Adrian Delia Bows Out: Inside the PN’s Night of Defeat, Drama and Maltese Pride
Thank you to all who believed in me – Adrian Delia on leadership defeat
Valletta – The grand doors of the Nationalist Party headquarters in Pietà swung open shortly after midnight, and Adrian Delia stepped out into the humid June air looking lighter than he had in months. Behind him, the yellow façade of Dar Ċentrali still pulsed with the muffled chatter of tally-room volunteers; in front of him, a small knot of die-hard supporters waited in silence, some clutching blue-and-white flags now hanging limp at their sides. “Grazzi lil min baqa’ jemmen fija,” Delia said, voice cracking only once. “Thank you to all who believed in me.” With those nine words he closed the chapter on one of the most turbulent leadership sagas in modern Maltese politics.

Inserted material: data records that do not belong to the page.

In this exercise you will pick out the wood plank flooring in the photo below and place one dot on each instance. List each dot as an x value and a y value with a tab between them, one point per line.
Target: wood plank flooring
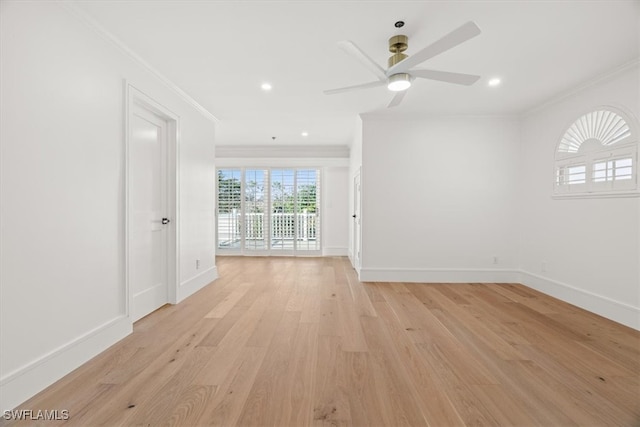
300	342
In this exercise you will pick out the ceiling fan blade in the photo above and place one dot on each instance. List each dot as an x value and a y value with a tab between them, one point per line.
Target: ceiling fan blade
446	76
355	87
397	99
350	48
451	40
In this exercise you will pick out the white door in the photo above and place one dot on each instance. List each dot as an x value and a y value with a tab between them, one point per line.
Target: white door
356	222
148	212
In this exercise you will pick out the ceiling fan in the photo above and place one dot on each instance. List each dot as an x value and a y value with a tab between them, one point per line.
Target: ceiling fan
400	72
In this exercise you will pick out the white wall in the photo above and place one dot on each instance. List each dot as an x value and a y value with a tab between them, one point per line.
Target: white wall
438	197
590	246
355	167
335	211
62	194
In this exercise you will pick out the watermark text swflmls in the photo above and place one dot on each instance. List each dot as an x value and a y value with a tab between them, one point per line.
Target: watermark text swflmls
36	415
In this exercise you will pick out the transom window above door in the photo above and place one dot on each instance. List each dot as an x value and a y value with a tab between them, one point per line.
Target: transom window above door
268	211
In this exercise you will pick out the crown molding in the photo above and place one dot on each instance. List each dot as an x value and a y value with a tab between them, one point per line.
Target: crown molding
90	22
609	75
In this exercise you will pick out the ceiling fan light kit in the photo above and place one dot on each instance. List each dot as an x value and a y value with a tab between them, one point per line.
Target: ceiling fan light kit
399	82
400	72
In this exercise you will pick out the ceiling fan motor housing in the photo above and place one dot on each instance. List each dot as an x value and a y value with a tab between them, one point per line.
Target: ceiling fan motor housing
397	45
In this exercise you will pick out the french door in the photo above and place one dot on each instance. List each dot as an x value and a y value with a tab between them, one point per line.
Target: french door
268	211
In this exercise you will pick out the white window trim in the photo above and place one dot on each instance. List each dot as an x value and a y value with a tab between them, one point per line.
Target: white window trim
590	189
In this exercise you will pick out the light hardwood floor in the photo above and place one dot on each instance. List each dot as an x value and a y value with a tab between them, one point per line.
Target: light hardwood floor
299	341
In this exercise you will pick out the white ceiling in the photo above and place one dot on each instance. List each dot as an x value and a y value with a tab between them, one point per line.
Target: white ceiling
219	52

The leadership contest, triggered by an internal motion of no-confidence last winter, had morphed into a slow-burning national drama played out on TVM talk-shows, village band-club WhatsApp groups and the front pews of Sunday Mass. In the end, challenger Bernard Grech’s 56-44 victory margin was wider than most pundits predicted, but still narrow enough to leave the party bruised rather than broken. “Fifty-six percent is not a landslide, it’s a warning shot,” veteran columnist Daphne Caruana Galizia’s brother, MEP David Casa, told Hot Malta. “The PN cannot afford another civil war.”
Delia’s concession speech, delivered first in Maltese and then in English for reporters from Times of Malta and MaltaToday, struck a distinctly Maltese chord. He thanked his wife Nickie, his five children, the Żabbar parish priest who “never stopped calling”, and the elderly couple from Rabat who mailed him homemade qagħaq tal-għasel throughout the campaign. It was the kind of parochial roll-call that only makes sense on an island of 500,000 people where politics and family gossip intertwine like the filigree on a lace balcony.

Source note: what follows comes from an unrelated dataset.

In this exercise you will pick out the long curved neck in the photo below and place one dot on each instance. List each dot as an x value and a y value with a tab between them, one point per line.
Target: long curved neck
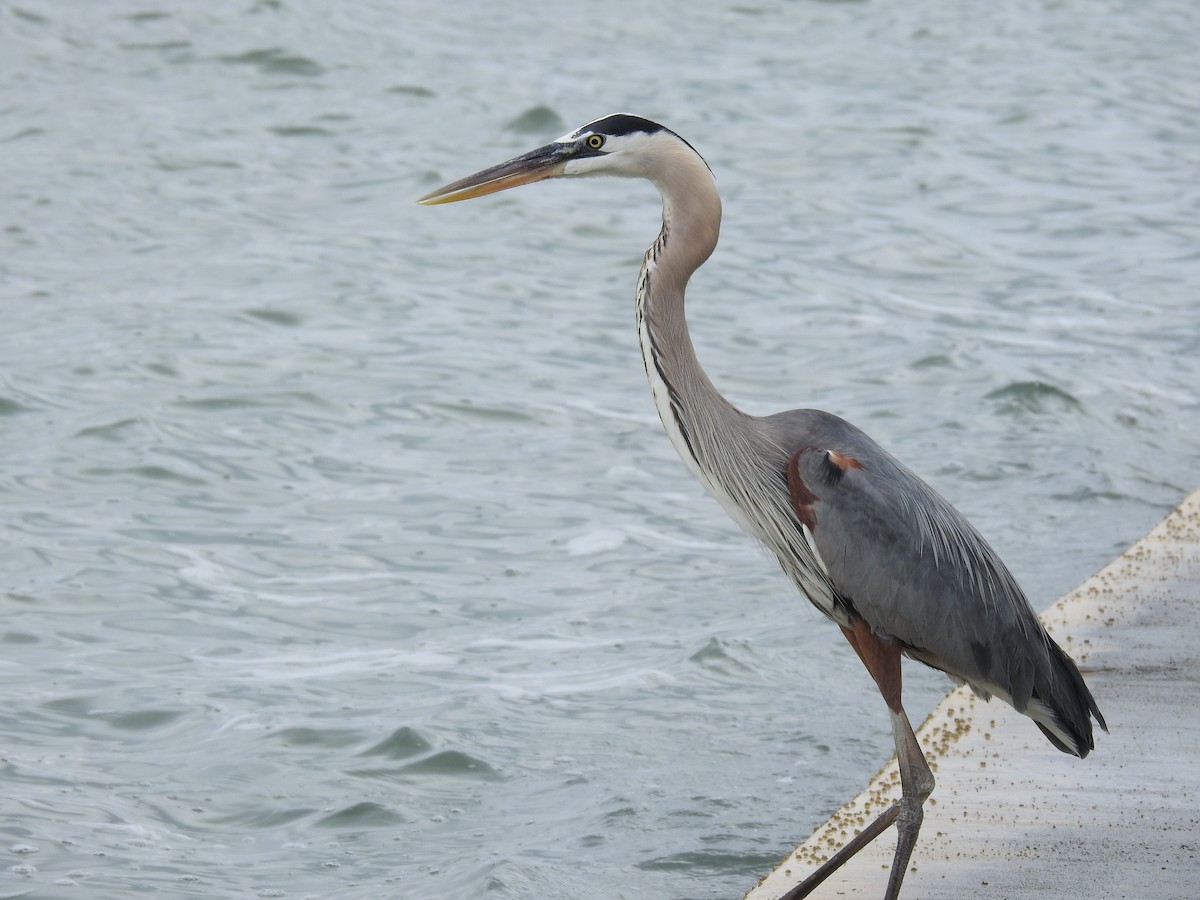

Local context matters here. The Nationalist Party is more than a centre-right movement; it is one of the twin pillars (along with Labour) on which Malta’s post-Independence identity was built. Every village festa still divides along red vs blue lines; every fireworks factory has a political patron. When a PN leader falls, the aftershocks ripple through band clubs, hunting federations and even the festa souvenir stalls. “My stock of blue balloons is suddenly worth half,” sighed a hawker outside the Floriana Granaries, minutes after the result flashed on the big screen.
Culturally, Delia’s defeat signals the end of a brief, populist experiment. A lawyer from Sliema with a Gozitan mother and working-class roots, he pitched himself as the voice of “ħaddiema u n-nies” against the establishment. That message resonated in the 2017 election aftermath but struggled once the novelty wore off. “Maltese voters like a bit of underdog swagger, but they also like competence,” noted University of Malta sociologist Dr Maria Pisani. “Delia never quite shook the impression that he was learning on the job.”
Community impact is already visible. In Delia’s home town of Sliema, café chatter has turned from “Will he survive?” to “Who gets the spoils?” The party’s youth wing, MZPN, has pledged to stay united, but factions are forming around Grech loyalists and the so-called “Deliani” who feel the grassroots were ignored. Meanwhile, Labour trolls on Facebook circulated memes of a sinking gondola labelled “PN” within minutes of the result – a reminder that the real winner on Saturday night was Robert Abela, watching from Castille with popcorn in hand.
Yet Delia’s parting words may linger longer than expected. His insistence on thanking “those who believed” is classic Maltese magnanimity – a blend of Mediterranean warmth and island fatalism. As fireworks lit up the Grand Harbour in a spontaneous, unofficial finale, one supporter summed it up: “Fejn hu l-bierah, m’hemmx għada.” Where yesterday is, there is no tomorrow. For Adrian Delia, the tomorrow starts now – outside the party, but still inside the Maltese story.